Stocks have been bouncing back strong from their August troubles, but Mark Hulbert says the tone of the rally isn’t a good one.
“Nothing so well illustrates Wall Street’s dangerously exuberant state of mind as its triple-digit rally in the wake of Larry Summers withdrawing from consideration to be the next Federal Reserve chairman,” Hulbert writes in a MarketWatch column. “Do you really believe the outlook for corporate earnings suddenly became much brighter just because Summers is no longer in the running to succeed Ben Bernanke?”
Hulbert says the Summers bounce is just one example of the stock market shrugging off bad news with little or no losses — and then “bouncing back” as though there actually had been a big decline. “According to contrarian analysis, this sentiment situation is at the opposite end of the spectrum from the wall of worry that bull markets like to climb,” he says. “It’s more akin to the slope of hope that bear markets like to descend.”

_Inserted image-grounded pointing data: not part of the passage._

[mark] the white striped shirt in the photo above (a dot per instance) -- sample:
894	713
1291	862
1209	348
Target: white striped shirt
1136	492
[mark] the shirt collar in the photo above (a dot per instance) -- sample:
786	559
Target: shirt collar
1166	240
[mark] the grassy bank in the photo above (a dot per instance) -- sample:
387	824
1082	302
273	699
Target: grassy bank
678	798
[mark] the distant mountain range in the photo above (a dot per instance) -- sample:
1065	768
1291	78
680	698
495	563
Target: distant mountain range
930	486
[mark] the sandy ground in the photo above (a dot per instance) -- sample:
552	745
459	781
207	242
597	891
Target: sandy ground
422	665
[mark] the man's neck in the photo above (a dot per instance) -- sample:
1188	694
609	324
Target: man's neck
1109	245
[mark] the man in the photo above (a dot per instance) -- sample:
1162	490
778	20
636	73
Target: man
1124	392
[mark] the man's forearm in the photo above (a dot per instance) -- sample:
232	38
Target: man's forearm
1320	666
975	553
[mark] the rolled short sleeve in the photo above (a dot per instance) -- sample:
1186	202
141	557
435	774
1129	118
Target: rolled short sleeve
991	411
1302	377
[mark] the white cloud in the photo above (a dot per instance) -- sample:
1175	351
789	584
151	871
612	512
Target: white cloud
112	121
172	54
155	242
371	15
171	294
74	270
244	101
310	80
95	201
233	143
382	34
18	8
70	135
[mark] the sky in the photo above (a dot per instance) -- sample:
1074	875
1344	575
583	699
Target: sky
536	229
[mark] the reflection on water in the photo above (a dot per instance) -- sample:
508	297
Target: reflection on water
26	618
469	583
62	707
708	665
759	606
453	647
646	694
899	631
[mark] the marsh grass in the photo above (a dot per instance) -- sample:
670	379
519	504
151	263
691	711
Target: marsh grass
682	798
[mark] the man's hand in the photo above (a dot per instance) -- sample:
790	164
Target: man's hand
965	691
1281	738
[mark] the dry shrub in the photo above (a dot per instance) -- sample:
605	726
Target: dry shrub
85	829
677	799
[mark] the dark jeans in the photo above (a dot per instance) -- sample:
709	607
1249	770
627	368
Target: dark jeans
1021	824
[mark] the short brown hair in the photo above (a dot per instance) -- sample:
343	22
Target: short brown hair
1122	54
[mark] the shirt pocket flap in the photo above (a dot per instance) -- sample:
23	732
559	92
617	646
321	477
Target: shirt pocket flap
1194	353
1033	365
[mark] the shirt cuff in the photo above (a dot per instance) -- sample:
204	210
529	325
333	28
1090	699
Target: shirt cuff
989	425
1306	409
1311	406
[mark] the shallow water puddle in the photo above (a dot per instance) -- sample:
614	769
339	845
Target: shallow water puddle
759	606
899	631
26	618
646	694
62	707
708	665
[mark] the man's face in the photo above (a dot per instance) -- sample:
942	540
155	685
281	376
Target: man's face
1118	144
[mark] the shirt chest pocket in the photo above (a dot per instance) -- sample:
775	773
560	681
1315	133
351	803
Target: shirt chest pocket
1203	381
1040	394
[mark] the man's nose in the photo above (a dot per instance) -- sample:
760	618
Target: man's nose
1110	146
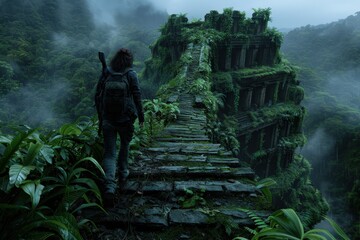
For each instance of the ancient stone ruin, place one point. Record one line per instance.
(187, 185)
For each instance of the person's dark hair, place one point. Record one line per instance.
(122, 59)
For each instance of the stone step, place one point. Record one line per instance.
(156, 171)
(231, 187)
(165, 216)
(182, 139)
(211, 160)
(211, 146)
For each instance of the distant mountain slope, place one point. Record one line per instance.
(329, 59)
(329, 47)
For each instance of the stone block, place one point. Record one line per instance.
(158, 186)
(187, 216)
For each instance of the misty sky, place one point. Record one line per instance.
(285, 13)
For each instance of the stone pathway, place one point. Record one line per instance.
(182, 158)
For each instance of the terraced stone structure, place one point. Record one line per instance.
(186, 185)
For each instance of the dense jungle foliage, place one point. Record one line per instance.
(328, 57)
(48, 61)
(48, 57)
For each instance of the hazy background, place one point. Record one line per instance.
(285, 13)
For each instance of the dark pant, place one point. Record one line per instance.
(110, 131)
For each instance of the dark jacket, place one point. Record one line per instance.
(135, 95)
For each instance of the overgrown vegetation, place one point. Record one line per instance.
(47, 180)
(331, 88)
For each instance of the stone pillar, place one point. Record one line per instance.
(243, 57)
(249, 55)
(254, 56)
(248, 98)
(228, 58)
(235, 58)
(262, 96)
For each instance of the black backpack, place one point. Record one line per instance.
(116, 95)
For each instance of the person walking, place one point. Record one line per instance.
(118, 100)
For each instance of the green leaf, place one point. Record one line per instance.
(70, 129)
(34, 190)
(289, 221)
(33, 151)
(337, 228)
(40, 235)
(13, 147)
(48, 153)
(274, 233)
(11, 206)
(18, 174)
(4, 139)
(93, 161)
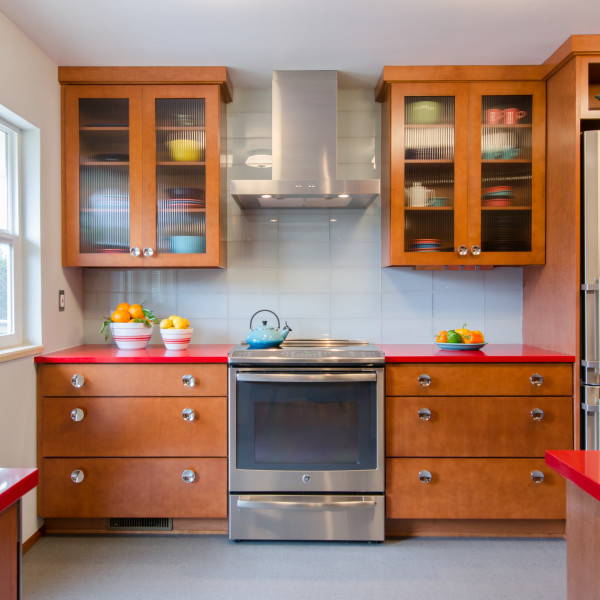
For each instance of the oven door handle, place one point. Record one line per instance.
(248, 502)
(306, 377)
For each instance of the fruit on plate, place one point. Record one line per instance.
(128, 313)
(174, 322)
(461, 335)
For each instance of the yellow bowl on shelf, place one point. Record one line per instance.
(184, 150)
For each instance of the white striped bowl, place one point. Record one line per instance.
(131, 336)
(176, 339)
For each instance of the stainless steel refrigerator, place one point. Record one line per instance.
(590, 293)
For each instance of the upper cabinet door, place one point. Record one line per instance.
(428, 180)
(181, 175)
(466, 183)
(102, 175)
(507, 173)
(142, 175)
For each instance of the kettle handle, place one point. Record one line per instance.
(265, 310)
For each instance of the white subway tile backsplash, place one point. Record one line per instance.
(304, 280)
(355, 306)
(461, 306)
(355, 254)
(303, 306)
(406, 305)
(365, 280)
(318, 269)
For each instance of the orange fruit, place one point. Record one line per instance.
(136, 311)
(120, 316)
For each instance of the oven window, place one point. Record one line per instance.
(318, 426)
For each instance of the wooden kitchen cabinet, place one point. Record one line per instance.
(143, 166)
(132, 441)
(463, 167)
(465, 447)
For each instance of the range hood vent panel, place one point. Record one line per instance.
(304, 149)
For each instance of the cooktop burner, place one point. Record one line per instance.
(309, 352)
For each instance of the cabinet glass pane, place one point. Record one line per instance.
(180, 176)
(104, 175)
(506, 154)
(429, 174)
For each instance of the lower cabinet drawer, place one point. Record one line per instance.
(473, 488)
(477, 426)
(134, 426)
(133, 487)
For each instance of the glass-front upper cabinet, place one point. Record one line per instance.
(142, 175)
(466, 174)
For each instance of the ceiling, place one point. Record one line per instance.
(254, 37)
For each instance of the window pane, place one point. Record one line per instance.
(3, 180)
(7, 325)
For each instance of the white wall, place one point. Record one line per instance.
(29, 88)
(321, 275)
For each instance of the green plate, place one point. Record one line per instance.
(447, 346)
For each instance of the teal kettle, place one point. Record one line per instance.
(264, 336)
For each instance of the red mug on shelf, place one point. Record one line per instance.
(493, 116)
(513, 116)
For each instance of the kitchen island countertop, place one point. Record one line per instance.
(217, 353)
(581, 467)
(15, 483)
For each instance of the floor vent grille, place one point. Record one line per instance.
(141, 523)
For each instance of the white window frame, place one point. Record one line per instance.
(13, 236)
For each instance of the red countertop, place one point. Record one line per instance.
(217, 353)
(109, 353)
(410, 353)
(581, 467)
(15, 483)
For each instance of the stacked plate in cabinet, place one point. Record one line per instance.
(426, 245)
(498, 196)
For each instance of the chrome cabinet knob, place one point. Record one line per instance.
(188, 381)
(188, 414)
(536, 379)
(77, 380)
(424, 380)
(77, 414)
(425, 476)
(77, 476)
(537, 414)
(424, 414)
(537, 477)
(188, 476)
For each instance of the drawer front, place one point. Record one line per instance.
(497, 379)
(142, 487)
(133, 380)
(473, 488)
(135, 426)
(477, 427)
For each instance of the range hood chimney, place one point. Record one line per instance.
(304, 151)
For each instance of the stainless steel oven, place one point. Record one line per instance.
(306, 442)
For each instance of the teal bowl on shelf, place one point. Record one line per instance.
(423, 112)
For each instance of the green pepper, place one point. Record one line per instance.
(454, 337)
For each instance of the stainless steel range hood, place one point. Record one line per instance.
(304, 151)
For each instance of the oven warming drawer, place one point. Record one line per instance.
(358, 518)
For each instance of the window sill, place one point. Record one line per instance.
(15, 352)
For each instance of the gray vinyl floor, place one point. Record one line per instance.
(211, 567)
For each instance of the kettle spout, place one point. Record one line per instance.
(286, 329)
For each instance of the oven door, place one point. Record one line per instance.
(306, 431)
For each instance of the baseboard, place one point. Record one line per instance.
(30, 541)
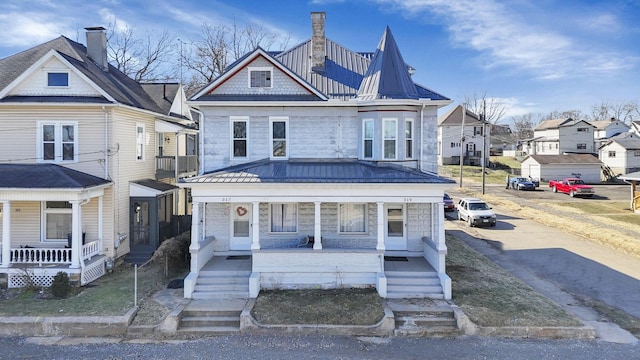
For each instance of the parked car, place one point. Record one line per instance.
(448, 203)
(522, 183)
(475, 212)
(572, 186)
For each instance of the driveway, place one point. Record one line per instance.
(553, 261)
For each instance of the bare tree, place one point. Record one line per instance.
(625, 111)
(485, 107)
(142, 59)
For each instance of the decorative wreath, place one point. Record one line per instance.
(241, 211)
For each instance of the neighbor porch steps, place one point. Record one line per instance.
(412, 284)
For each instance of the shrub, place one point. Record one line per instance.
(61, 286)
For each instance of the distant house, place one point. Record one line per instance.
(621, 153)
(452, 138)
(552, 167)
(89, 159)
(561, 136)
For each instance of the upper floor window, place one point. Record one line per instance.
(389, 136)
(408, 139)
(140, 136)
(57, 79)
(278, 136)
(260, 77)
(57, 141)
(239, 136)
(283, 218)
(367, 136)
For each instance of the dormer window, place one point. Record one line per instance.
(57, 79)
(260, 77)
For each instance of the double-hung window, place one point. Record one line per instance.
(140, 136)
(239, 136)
(57, 141)
(56, 218)
(390, 134)
(367, 137)
(278, 137)
(284, 218)
(260, 77)
(408, 139)
(352, 218)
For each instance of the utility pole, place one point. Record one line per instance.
(464, 114)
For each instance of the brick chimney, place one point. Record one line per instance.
(318, 52)
(97, 46)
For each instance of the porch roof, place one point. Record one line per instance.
(318, 171)
(46, 176)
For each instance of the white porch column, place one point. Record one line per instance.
(6, 233)
(255, 225)
(195, 226)
(380, 245)
(317, 227)
(76, 233)
(100, 223)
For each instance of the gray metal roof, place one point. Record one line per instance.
(45, 176)
(317, 171)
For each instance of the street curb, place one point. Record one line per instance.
(84, 326)
(249, 325)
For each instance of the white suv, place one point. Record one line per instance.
(475, 212)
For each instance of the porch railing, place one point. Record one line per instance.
(50, 256)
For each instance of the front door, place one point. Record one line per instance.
(395, 237)
(240, 227)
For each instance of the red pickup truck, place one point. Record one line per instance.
(572, 186)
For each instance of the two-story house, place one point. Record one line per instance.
(561, 136)
(78, 184)
(464, 136)
(320, 171)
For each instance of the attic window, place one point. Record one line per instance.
(260, 77)
(57, 79)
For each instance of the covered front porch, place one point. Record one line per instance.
(51, 222)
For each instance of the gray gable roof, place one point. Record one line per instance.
(46, 176)
(317, 171)
(115, 83)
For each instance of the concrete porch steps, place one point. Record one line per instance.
(411, 284)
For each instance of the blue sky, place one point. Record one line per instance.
(533, 55)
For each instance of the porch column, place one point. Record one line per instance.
(6, 233)
(76, 233)
(100, 223)
(255, 225)
(195, 226)
(317, 227)
(380, 245)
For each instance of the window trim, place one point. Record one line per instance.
(365, 220)
(58, 143)
(365, 138)
(409, 124)
(271, 231)
(232, 121)
(58, 72)
(140, 142)
(274, 119)
(260, 68)
(395, 138)
(44, 211)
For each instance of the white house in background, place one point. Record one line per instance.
(621, 153)
(78, 162)
(561, 136)
(319, 172)
(554, 167)
(452, 137)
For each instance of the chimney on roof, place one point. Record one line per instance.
(318, 52)
(97, 46)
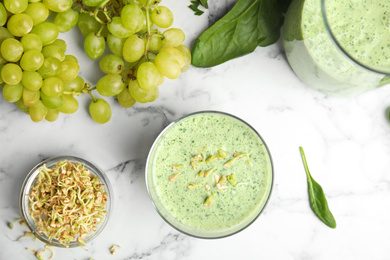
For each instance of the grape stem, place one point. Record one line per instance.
(148, 28)
(92, 96)
(101, 7)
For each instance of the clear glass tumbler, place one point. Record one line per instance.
(341, 48)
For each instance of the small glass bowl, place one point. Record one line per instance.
(30, 180)
(176, 223)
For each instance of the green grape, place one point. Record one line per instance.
(47, 31)
(53, 51)
(52, 87)
(173, 37)
(20, 24)
(58, 6)
(111, 64)
(66, 20)
(31, 41)
(21, 106)
(52, 114)
(38, 12)
(176, 54)
(187, 55)
(11, 50)
(155, 42)
(69, 104)
(92, 3)
(1, 80)
(168, 65)
(125, 99)
(32, 80)
(140, 95)
(161, 78)
(38, 111)
(30, 98)
(87, 24)
(132, 17)
(115, 44)
(51, 102)
(12, 93)
(69, 57)
(75, 85)
(162, 17)
(3, 15)
(144, 24)
(15, 6)
(4, 34)
(115, 27)
(51, 67)
(143, 2)
(110, 85)
(31, 60)
(94, 45)
(68, 70)
(60, 43)
(148, 76)
(11, 74)
(133, 48)
(100, 111)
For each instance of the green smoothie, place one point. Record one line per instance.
(228, 152)
(360, 27)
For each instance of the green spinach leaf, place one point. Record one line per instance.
(318, 202)
(249, 24)
(195, 6)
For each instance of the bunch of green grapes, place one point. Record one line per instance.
(36, 74)
(141, 56)
(43, 81)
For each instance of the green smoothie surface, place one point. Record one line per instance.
(362, 28)
(233, 204)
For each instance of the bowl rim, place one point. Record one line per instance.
(29, 179)
(166, 130)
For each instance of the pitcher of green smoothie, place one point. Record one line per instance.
(340, 47)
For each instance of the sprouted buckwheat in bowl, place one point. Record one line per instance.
(66, 201)
(209, 174)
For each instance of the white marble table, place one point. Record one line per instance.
(347, 144)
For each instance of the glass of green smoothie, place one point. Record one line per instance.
(341, 48)
(209, 174)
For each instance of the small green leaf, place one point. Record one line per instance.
(204, 3)
(248, 24)
(195, 7)
(318, 202)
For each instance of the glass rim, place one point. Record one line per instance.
(341, 48)
(29, 180)
(257, 214)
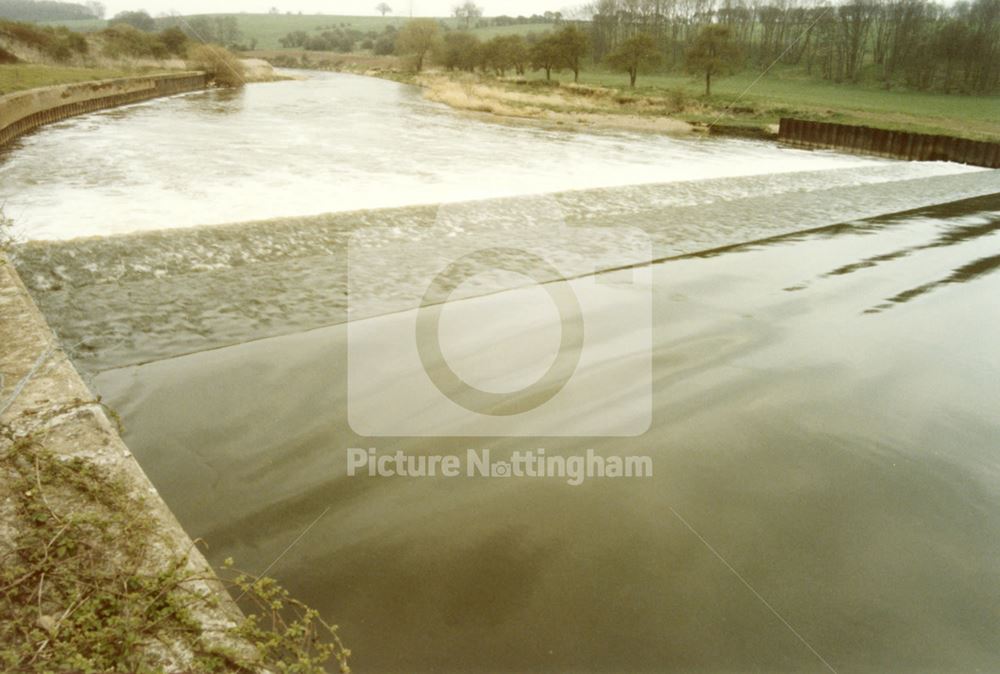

Hulbert notes that the average recommended equity exposure among the short term market timing newsletters he tracks is 56.6%, according to the Hulbert Stock Newsletter Sentiment Index — 45 percentage points higher than it was in late August. Such a big jump in such a short period is a concern, he says. He thinks the market is being driven more by mood than fundamentals, and says investors could be in for a rude awakening when the collective mood sours.